English academic, author and translator

Herbert James Hunt (2 August 1899 - 2 November 1973) was an English academic, author and translator, particularly of the novels of Honoré de Balzac.

==Biography==

Herbert Hunt was born in Lichfield in 1899, the son of James Henry Hunt, a printer compositor, and Mary Ann Hunt. He had one elder brother, Horace, who died in 1935. He briefly saw service in France towards the end of the First World War.

Hunt was educated at Lichfield Cathedral Choir School, Lichfield Grammar School, and at Magdalen College, Oxford. Whilst at school he came to the notice of Dean Savage (of Lichfield Cathedral) and possibly also of Sir William Henry Harris (one-time Assistant Organist at Lichfield Cathedral and latterly organist at St George's Chapel, Windsor Castle), who remained a personal friend until his death. Both may have influenced his later academic career at Oxford.

After graduating, Hunt taught at Durham School before moving to Oxford. He became a Tutor, Fellow and, latterly, Emeritus Fellow, at St Edmund Hall, Oxford between 1927 and 1944, Professor of French Literature and Language at Royal Holloway, University of London between 1944 and 1964, and Senior Fellow of Warwick University between 1966 and 1970.

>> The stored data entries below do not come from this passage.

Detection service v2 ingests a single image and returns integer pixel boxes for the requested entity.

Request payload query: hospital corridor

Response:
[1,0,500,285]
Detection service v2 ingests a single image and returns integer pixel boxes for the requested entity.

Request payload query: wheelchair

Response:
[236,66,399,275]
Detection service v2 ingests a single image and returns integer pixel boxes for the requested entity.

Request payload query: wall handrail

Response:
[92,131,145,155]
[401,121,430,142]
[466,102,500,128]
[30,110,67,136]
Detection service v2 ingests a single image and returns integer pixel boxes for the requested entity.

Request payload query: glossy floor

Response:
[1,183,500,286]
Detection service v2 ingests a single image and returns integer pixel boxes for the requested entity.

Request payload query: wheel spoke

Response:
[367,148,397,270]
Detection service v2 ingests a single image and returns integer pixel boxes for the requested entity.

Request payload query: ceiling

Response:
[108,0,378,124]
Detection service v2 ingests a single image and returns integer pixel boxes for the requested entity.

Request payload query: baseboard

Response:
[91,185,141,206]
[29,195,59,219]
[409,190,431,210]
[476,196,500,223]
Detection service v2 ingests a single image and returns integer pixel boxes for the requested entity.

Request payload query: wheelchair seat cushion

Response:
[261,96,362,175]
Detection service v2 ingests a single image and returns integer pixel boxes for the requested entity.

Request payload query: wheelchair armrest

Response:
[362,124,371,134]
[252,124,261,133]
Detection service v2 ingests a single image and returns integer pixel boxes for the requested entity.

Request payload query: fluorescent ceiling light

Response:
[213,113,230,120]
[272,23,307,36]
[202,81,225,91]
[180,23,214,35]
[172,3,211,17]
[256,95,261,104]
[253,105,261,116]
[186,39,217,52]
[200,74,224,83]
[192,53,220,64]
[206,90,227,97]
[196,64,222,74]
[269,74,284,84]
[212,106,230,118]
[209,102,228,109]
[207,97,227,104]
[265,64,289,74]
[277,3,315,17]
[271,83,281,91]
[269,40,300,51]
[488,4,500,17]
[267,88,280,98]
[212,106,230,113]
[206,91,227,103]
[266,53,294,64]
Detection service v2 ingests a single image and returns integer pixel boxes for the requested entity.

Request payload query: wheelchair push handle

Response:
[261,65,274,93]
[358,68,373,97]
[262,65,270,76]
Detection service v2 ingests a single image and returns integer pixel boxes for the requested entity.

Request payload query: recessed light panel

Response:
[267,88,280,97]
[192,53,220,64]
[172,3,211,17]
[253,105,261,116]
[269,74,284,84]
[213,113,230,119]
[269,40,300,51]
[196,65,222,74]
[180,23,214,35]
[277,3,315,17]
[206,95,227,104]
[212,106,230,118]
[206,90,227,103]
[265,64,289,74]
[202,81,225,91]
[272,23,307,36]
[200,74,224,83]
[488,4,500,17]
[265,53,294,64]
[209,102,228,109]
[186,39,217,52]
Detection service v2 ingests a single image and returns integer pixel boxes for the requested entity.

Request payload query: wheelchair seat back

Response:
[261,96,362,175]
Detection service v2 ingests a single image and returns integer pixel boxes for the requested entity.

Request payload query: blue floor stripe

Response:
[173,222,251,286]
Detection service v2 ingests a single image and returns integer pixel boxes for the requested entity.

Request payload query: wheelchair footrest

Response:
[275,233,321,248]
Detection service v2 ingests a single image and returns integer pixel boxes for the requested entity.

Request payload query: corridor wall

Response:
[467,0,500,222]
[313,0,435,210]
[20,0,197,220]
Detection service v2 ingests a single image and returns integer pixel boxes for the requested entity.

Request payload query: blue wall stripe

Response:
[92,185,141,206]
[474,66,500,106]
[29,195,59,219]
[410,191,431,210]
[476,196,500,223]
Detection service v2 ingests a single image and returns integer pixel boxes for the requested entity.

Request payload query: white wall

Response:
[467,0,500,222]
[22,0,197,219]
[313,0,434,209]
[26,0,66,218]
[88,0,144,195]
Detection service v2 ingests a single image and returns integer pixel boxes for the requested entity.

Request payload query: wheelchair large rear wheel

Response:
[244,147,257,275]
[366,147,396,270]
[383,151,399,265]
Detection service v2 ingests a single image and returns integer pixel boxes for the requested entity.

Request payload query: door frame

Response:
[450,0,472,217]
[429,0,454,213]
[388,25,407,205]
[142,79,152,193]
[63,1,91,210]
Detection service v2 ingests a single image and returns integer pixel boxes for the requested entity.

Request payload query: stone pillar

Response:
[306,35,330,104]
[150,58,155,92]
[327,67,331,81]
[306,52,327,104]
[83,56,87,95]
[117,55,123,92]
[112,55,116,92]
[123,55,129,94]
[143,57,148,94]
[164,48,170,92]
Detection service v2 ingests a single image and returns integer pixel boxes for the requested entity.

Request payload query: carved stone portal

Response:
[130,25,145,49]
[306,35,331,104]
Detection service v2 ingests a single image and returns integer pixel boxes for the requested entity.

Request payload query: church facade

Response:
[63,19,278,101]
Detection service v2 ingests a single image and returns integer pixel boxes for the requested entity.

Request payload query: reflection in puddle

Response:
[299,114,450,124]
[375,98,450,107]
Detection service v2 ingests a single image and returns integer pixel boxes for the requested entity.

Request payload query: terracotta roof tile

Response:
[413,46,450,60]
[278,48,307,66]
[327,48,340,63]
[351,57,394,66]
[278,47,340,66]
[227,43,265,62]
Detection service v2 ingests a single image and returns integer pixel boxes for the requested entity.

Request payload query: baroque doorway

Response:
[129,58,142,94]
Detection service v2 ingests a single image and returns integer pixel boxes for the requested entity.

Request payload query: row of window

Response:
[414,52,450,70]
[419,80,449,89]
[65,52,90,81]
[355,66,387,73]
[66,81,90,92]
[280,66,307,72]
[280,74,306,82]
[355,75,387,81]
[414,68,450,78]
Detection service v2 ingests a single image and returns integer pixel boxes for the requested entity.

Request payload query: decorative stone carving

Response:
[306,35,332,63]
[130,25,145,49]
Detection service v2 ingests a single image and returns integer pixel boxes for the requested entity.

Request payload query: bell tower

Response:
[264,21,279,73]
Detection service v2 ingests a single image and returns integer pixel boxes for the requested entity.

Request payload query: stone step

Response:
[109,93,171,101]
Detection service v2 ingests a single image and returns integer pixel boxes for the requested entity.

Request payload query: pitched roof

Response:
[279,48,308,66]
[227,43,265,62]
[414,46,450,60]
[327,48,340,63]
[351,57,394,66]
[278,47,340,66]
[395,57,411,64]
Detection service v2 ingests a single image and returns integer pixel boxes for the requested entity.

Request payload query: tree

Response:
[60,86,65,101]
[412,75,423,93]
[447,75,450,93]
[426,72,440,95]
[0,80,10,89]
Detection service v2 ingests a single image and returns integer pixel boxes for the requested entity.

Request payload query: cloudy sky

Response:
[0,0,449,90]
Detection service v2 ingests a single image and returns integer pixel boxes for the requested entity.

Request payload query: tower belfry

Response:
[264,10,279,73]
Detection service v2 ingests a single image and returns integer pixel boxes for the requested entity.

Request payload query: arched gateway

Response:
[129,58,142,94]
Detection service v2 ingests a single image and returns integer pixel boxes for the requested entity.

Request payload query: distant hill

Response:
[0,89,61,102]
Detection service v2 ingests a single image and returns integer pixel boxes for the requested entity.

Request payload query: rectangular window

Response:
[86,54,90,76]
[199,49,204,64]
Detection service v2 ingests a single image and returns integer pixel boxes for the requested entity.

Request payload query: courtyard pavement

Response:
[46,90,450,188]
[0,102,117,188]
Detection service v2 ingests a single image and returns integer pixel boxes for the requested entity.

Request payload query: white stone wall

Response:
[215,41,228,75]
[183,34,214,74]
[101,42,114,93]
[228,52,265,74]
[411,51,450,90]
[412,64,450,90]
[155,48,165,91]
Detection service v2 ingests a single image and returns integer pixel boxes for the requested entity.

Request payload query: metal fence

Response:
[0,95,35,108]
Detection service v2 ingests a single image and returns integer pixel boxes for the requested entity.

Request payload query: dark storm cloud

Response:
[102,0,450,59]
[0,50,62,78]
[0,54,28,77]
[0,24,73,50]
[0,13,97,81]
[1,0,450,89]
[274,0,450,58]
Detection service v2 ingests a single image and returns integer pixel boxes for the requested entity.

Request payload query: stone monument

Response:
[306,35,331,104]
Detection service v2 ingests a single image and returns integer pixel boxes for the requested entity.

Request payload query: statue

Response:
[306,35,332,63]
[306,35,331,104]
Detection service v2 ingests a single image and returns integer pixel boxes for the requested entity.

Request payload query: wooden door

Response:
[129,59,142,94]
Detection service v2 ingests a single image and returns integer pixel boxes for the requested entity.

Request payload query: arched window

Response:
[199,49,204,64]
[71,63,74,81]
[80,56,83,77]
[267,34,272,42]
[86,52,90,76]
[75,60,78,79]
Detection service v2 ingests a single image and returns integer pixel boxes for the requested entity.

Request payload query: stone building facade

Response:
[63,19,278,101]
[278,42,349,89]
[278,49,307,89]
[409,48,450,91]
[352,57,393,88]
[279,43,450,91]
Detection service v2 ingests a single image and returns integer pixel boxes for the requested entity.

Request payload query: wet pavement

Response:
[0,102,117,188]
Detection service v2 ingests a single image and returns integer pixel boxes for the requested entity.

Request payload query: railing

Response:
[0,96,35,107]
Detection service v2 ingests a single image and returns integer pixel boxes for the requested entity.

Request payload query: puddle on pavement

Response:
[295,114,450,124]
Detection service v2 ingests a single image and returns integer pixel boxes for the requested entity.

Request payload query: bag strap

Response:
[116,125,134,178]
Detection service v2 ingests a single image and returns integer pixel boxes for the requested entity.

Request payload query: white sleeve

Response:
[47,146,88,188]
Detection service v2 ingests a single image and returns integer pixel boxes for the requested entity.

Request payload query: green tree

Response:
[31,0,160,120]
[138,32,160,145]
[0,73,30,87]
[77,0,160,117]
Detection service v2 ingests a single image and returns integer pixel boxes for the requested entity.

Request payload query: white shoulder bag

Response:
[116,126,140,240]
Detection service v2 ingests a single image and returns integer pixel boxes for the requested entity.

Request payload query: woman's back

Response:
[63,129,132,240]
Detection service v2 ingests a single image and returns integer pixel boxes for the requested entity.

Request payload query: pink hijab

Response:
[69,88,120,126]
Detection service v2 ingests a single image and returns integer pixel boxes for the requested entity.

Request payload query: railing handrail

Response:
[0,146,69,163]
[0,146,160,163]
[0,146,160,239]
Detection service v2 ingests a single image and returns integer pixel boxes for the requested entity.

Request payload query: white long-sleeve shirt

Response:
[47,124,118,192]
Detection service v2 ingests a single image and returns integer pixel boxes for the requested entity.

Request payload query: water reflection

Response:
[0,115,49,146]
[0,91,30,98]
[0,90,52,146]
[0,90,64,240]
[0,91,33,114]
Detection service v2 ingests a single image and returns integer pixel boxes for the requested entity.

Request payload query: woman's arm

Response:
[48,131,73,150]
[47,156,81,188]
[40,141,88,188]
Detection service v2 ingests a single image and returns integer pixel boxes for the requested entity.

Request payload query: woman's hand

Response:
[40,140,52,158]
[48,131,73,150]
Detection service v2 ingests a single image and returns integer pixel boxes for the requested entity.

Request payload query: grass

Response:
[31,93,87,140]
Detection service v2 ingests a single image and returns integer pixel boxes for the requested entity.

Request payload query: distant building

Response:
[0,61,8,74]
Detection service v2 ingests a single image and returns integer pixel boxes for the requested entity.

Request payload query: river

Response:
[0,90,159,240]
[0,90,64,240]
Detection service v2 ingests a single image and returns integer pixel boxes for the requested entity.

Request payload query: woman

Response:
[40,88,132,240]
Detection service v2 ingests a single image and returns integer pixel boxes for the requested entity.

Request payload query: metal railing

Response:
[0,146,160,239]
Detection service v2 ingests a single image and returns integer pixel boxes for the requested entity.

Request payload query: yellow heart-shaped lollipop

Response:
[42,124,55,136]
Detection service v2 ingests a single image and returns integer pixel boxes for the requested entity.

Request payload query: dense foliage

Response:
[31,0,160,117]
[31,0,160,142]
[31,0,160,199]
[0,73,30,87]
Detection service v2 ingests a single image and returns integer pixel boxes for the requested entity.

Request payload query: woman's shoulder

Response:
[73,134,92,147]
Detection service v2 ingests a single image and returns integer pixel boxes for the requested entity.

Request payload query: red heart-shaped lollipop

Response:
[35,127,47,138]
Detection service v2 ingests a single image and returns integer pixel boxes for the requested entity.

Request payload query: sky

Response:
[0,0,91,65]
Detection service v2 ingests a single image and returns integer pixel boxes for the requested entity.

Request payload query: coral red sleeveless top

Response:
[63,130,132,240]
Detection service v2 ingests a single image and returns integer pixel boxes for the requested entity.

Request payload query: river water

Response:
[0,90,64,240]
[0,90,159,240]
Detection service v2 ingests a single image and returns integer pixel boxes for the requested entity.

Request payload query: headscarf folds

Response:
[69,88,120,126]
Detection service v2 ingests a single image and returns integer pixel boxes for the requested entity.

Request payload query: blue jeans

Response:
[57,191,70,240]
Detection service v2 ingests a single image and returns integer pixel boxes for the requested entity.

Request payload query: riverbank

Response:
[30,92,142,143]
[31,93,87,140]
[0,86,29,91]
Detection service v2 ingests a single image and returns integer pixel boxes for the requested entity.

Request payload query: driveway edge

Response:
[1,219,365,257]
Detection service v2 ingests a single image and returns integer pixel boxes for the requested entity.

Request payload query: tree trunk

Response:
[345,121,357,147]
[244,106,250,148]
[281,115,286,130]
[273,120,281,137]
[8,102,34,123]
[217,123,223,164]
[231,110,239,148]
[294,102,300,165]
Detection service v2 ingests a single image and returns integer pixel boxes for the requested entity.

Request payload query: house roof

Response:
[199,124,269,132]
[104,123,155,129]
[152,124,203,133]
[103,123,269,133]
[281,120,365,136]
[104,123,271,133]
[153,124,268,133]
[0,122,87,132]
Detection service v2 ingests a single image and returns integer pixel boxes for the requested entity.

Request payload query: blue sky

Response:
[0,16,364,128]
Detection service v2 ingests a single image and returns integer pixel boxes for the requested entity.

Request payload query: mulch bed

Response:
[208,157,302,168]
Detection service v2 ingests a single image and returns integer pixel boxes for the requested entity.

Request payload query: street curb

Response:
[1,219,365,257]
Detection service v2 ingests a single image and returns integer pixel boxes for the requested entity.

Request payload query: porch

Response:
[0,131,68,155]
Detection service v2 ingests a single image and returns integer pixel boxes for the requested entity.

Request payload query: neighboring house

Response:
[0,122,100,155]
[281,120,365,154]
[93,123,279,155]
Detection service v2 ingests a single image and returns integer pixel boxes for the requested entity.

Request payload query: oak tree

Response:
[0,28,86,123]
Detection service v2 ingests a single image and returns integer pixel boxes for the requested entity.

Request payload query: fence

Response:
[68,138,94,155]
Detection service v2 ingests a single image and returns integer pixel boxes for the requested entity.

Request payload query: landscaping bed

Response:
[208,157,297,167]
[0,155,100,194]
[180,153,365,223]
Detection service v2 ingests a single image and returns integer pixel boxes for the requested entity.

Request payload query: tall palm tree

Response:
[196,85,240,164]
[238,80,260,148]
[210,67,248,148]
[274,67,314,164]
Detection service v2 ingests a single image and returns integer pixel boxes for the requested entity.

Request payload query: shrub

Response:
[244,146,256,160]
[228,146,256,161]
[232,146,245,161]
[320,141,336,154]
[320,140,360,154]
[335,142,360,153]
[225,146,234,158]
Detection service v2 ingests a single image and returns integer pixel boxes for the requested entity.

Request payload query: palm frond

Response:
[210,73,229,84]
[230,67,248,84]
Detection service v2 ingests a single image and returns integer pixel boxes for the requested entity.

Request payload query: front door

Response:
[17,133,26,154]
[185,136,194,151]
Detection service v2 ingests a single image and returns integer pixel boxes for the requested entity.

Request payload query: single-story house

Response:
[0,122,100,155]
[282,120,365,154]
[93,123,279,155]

Hunt was known for his work on Balzac. He published several books on literature and thought in nineteenth-century France. He was also the author of a biography of Honoré de Balzac, and a comprehensive study of Balzac's writings: Balzac's 'Comédie Humaine (1959). His translation of Balzac's Cousin Pons appeared in Penguin Classics in 1968.

On 28 December 1925, he married Sheila Jessamine Spielman, daughter of Franz Josef Spielman. The wedding took place in Paris, but was not attended by his father. He had five children, including Sir Peter Hunt FRICS.

Hunt died on 2 November 1973 in Tredington, Warwickshire.